Combining microenvironment normalization strategies to improve cancer immunotherapy
Menée à l'aide d'un modèle mathématique prenant en compte le stroma, le système vasculaire et les interactions entres différents types de cellules cancéreuses, de cellules immunitaires et de molécules angiogéniques, cette étude identifie des combinaisons thérapeutiques pour normaliser le micro-environnement tumoral et améliorer les immunothérapie anticancéreuses
Immunotherapy has changed the standard of care in cancer treatment, but an estimated 87% of patients currently do not derive long-term benefit from immune checkpoint blocker monotherapy. Therefore, new therapeutic strategies are needed to improve the response rates in patients who are resistant to immune checkpoint inhibition. We have developed a mathematical framework to determine how tumor microenvironment normalization strategies—specifically, vascular and stroma normalization—might improve immunotherapy efficacy. By incorporating complex interactions among various types of cancer cells, immune cells, stromal cells, and the vasculature, as well as physical mechanisms, we provide guidelines for designing effective combinatorial therapeutic strategies and point out areas for future investigation.Advances in immunotherapy have revolutionized the treatment of multiple cancers. Unfortunately, tumors usually have impaired blood perfusion, which limits the delivery of therapeutics and cytotoxic immune cells to tumors and also results in hypoxia—a hallmark of the abnormal tumor microenvironment (TME)—that causes immunosuppression. We proposed that normalization of TME using antiangiogenic drugs and/or mechanotherapeutics can overcome these challenges. Recently, immunotherapy with checkpoint blockers was shown to effectively induce vascular normalization in some types of cancer. Although these therapeutic approaches have been used in combination in preclinical and clinical studies, their combined effects on TME are not fully understood. To identify strategies for improved immunotherapy, we have developed a mathematical framework that incorporates complex interactions among various types of cancer cells, immune cells, stroma, angiogenic molecules, and the vasculature.
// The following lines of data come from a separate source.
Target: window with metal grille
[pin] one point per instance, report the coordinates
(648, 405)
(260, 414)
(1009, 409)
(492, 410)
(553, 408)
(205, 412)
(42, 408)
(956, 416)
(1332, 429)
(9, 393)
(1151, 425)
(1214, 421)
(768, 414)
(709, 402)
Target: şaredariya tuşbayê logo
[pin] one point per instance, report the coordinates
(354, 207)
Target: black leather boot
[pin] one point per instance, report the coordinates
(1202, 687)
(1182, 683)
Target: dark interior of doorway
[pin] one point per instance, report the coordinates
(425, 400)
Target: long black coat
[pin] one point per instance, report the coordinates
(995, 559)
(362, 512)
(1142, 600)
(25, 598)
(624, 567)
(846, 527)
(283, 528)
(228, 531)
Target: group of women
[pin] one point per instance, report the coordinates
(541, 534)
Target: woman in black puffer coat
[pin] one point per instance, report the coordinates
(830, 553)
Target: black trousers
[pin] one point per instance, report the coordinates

Model predictions were compared with the data from five previously reported experimental studies. We found that low doses of antiangiogenic treatment improve immunotherapy when the two treatments are administered sequentially, but that high doses are less efficacious because of excessive vessel pruning and hypoxia. Stroma normalization can further increase the efficacy of immunotherapy, and the benefit is additive when combined with vascular normalization. We conclude that vessel functionality dictates the efficacy of immunotherapy, and thus increased tumor perfusion should be investigated as a predictive biomarker of response to immunotherapy.